I translated this to proving, that there exists a pair of vertices $\{v,w\}$, which aren't connected, that is, there isn't edge $(v,w)$ and for any other vertex $x$ from $V$ applies $(x, v) \veebar (x, w)$ or there is no edges between $x$ and $v$ and between $x$ and $w$, but then I am stuck.
I tried using Pigeonhole Principle, but I couldn't use it correctly, I think. I couldn't use Ramsey theory too.
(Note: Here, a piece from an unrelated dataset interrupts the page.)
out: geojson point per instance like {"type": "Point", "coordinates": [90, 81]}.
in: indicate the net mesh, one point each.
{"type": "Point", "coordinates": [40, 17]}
Any help and hints would be appreciated.
I drew two examples of these graphs for help:
](https://i.stack.imgur.com/2N0Hn.png)
Best Answer
Let $G(V,E)$ be a $4$-regular simple graph on $17$ vertices. We claim that there are two vertices $u,v\in V$ such that $u\neq v$, $u$ is not adjacent to $v$, and $u$ and $v$ do not have a common neighbor. We prove by contradiction by assuming that, for any two distinct vertices $u$ and $v$ of $G$, if $u$ is not adjacent to $v$, then $u$ and $v$ have a common neighbor.
Let $S$ denote all pairs $\big(\{u,v\},w\big)$ with $u,v,w\in V$ such that $u\neq v$, $\{u,v\}\notin E$, and $w$ is adjacent to both $u$ and $v$. For each $w\in V$, $w$ has four neighbors. Therefore, at most $\binom{4}{2}$ pairs of neighbors of $w$ are not adjacent. This proves that $$|S|\leq \binom{4}{2}\,|V|=6\,|V|=102\,.\tag{*}$$
Now, $|E|=\dfrac{4\cdot |V|}{2}=2\,|V|=34$ by the Handshake Lemma. Thus, there are $$\binom{17}{2}-|E|=102$$ pairs of vertices $\{u,v\}$ that are not edges of $G$. Each anti-edge pair $\{u,v\}$ produces at least one element of $S$, due to our hypothesis on $G$. This proves that $$|S|\geq 102\,.\tag{#}$$
From (*) and (#), we must have $|S|=102$. For (#) to be an equality, every anti-edge pair $\{u,v\}$ must have exactly one common neighbor $w\in V$. Additionally, $G$ must be a triangle-free graph for (*) to become an equality. This means $G$ is both triangle-free and quadrilateral-free. Therefore, $G$ is a graph on $17=4^2+1$ vertices with girth $g\geq 5$ in which all vertices have degree $4$. By the Hoffman-Singleton Theorem (for a proof, see here), if there exists an $r$-regular simple graph on $r^2+1$ vertices with girth at least $5$, then $r\in\{1,2,3,7,57\}$ (we know a partial converse, that is, for $r\in\{1,2,3,7\}$, there exists such a graph, but it is still a mystery for $r=57$, as you may guess, it is not easy to construct a graph on $57^2+1=3250$ vertices). This yields the desired contradiction.